For his newest project, SEE, HEAR, NOW- a sonic drawing and five acoustic sculptures, Brewster builds an echoic sound studio inside the back gallery. Its large, high, dark and very empty except for a big lighted button on the wall enticing the viewer to press here, an action that changes the light and brings on the flood of sound. From the zip and dip thrill of Slider to the dense vibrating hum of synthesized voices in Turkish, Brewsters sound sculptures stimulate a sensual experience of engorged listening. A quirky hybrid of modalities, the work flavors the tongue while it seems to thicken space into nearly visual shapes.
The access into his acoustic studio is through a preliminary sound-animated empty space that is dotted with utilitarian looking mechanical sounders that emit random whistles or clicks to the touch. Traversing that space is like spending time in a room with tiny air leaks hidden at the corners or between the walls. Friendly but insistent, they snatch at the ear then return to hiding, drawing your eyes and the ears all over the space in search, and constructing a peek-a-boo game of patterned sound and silence.
Brewsters sculptures make the physics of rolling sound waves into a bodily experience, while in the front gallery Sarah Seagers installation disembodies the phenomenon of gravity into a psychological rather than physical experience.

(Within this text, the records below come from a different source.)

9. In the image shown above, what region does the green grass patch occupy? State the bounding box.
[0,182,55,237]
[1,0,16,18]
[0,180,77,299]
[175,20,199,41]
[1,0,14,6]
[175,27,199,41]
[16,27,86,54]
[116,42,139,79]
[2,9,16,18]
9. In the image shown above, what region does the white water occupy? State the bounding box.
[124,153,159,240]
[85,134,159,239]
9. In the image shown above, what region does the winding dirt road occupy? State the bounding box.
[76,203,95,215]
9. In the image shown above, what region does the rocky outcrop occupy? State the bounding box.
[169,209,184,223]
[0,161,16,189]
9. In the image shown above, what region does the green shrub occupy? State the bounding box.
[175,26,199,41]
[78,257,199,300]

Like the title, 188 loose elements things like pure sound associations improvisational jazz free form where in principal everything is equal the id and the superego supersystems, Seagers space spreads out its ideas loosely in a tantalizing, fragile structure.

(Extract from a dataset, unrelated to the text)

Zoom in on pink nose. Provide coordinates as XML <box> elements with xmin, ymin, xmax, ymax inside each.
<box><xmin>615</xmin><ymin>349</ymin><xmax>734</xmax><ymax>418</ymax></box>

Taunting us with a textual dialogue sandblasted into large panes of glass that lean precariously on the walls and floor, she begins a conversation between two invisible people about blindness and a desire for sight. On the floor are large sheets of blank white paper, some delicately folded, curling or rolled, here and there dotted with stray bits of colored paper or odd items from past art pieces, all arranged to suggest a tenuous system of order.